In mid-1831, Ezra Booth, one of the stronger LDS faithful authorities, abandoned the church upon finding it to be false. He soon wrote a series of nine letters to a Methodist minister friend detailing his exodus. These are certainly some of the earliest and most insightful writings of any disaffected person directly associated with Joseph Smith.
In his fourth letter, he described the reasoning behind why some people cling to the religion even when faced with evidence of its falsehood. His words are as applicable today, as they were falling from his pen:
“You will doubtless say, can it be possible that the minds of men, and men who possess the appearance of honesty, can be so strangely infatuated, as still to adhere to a system, after it had occasioned so much agitation, and so much disappointment. One reason which can be assigned for this, is, the adherents are generally inclined to consider the system so perfect, as to admit of no suspicion; and the confusion and disappointment, are attributed to some other cause. Another, and principal reason is, delusion always effects the mind with a species of delirium, and this delirium arises in a degree proportionate to the magnitude of the delusion.

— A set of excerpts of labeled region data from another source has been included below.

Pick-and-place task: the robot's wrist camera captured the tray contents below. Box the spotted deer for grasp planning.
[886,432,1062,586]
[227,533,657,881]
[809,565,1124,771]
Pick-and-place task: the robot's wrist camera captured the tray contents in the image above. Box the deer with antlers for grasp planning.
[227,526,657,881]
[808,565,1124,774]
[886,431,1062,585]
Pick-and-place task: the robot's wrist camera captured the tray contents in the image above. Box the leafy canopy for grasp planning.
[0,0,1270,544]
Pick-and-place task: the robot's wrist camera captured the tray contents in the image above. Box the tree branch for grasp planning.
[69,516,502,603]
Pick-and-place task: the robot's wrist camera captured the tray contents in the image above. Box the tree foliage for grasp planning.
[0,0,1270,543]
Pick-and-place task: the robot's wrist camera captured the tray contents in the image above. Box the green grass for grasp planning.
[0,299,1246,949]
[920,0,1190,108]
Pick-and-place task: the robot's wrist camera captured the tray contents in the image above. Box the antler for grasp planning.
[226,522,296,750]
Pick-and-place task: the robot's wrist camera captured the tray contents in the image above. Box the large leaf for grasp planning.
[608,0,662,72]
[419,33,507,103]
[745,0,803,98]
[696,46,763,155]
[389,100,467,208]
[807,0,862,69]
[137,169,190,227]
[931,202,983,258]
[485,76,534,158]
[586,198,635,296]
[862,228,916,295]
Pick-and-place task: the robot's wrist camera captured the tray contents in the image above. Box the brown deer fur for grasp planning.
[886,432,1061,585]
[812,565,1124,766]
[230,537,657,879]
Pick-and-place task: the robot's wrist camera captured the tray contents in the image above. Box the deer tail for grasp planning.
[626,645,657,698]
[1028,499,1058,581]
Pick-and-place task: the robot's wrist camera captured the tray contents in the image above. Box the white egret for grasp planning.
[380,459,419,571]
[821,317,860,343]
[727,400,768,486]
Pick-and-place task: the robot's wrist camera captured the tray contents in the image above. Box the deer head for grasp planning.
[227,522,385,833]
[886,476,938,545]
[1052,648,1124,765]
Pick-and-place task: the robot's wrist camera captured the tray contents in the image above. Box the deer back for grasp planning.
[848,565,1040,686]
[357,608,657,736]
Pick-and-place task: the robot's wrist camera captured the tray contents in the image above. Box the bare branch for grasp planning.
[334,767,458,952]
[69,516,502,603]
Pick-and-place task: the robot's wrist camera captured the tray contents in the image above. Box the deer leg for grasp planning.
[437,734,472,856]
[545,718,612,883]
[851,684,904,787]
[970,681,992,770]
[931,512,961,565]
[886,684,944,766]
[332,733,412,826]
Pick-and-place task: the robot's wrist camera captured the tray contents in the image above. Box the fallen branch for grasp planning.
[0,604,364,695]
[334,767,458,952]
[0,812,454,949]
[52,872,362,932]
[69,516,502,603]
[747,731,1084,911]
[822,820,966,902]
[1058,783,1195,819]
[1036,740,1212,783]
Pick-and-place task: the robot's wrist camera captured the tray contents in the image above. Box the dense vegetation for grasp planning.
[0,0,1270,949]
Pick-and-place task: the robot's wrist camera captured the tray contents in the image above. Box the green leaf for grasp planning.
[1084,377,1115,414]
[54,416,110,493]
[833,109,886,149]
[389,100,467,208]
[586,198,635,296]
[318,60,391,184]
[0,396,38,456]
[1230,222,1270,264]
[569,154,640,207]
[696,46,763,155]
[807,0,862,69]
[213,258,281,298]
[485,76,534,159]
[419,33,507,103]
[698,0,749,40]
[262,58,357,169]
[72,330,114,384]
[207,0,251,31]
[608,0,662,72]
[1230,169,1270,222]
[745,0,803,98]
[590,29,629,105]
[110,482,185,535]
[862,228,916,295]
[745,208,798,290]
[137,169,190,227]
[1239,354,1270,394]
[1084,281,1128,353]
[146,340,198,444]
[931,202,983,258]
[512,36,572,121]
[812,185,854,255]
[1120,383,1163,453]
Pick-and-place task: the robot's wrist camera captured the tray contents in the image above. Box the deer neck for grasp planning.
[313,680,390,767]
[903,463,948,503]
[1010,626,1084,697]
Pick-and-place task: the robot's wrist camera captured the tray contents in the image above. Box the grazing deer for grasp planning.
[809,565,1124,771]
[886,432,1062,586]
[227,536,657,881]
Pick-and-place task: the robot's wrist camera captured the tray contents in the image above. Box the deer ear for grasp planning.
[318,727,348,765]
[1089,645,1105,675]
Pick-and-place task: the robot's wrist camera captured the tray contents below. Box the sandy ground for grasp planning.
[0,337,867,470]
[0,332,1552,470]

These men, upon other subjects, will converse like other men; but when their favorite system is brought into view, its inconsistencies and contradictions are resolved into inexplicable mystery; and this will not only apply to the delusions now under consideration, but in my view, to every delusion, from the highest to the lowest; and it matters not whether it carries the stamp of popularity or its opposite.”
Ezra Booth, Letters (Ohio: September 1831).